En effet, si notre pays continue d’être très bien classé en matière de politique climatique, tant au niveau des politiques locales que pour le rôle diplomatique joué en la matière, on continue d’avoir devant nous un énorme chantier de rénovation des bâtiments et des logements en forte surconsommation, d’amélioration de la réduction des émissions dans le transport, de sortie totale du charbon qui fait l’objet de nombreuses tergiversations, ou encore d’accroissement de la part des énergies renouvelables en deçà des niveaux attendus pour respecter la trajectoire des 2°C fixée dans les Accords de Paris. Ceci alors même que la part des renouvelables est en progression sur les 5 dernières années  tout en étant encore handicapée par la prédominance du nucléaire dans le mix électrique (devant être ramené à 50%).

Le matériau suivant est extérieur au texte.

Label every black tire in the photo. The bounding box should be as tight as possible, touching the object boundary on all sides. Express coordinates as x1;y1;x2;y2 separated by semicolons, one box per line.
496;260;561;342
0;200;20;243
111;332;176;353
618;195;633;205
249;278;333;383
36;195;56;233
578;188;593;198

La récente publication -début 2019- de la PPE (Programmation Pluriannuelle de l’Énergie), outil de pilotage de transition énergétique dans notre pays, projeté à l’horizon 2028, devrait également aider à accélérer et consolider les initiatives et les investissements des principaux acteurs impliqués, sous réserve, néanmoins, de veiller à une mise en œuvre rapide et d’éviter de créer des incertitudes qui pèsent négativement sur la capacité d’action dans un contexte où l’urgence climatique requiert des décisions à la fois sages et rapides.

Notre pays a une approche assez en pointe sur l’efficacité énergétique, de mieux en mieux comprise et reposant sur une méthodologie qu’il serait intéressant de partager au niveau européen.

En effet, à quelques semaines des élections, il sera opportun de créer une vision du nouveau monde européen de l’énergie qui doit intégrer un mix énergétique de moins en moins carboné ; conférer un rôle central à l’efficacité énergétique, pilier de la transition énergétique, se soucier de façon croissante de l’environnement au sens large (biodiversité, civisme écologique etc), innover dans une logique régénérative et prendre en compte des caractéristiques territoriales dans une logique à la fois locale et intégrée avec nos voisins allemands, belges, italiens, espagnols, néerlandais, etc. D’autant qu’il ne faut pas oublier que le projet de PPE constitue un des volets du projet de Plan National Intégré Énergie Climat qui est lui-même une obligation européenne.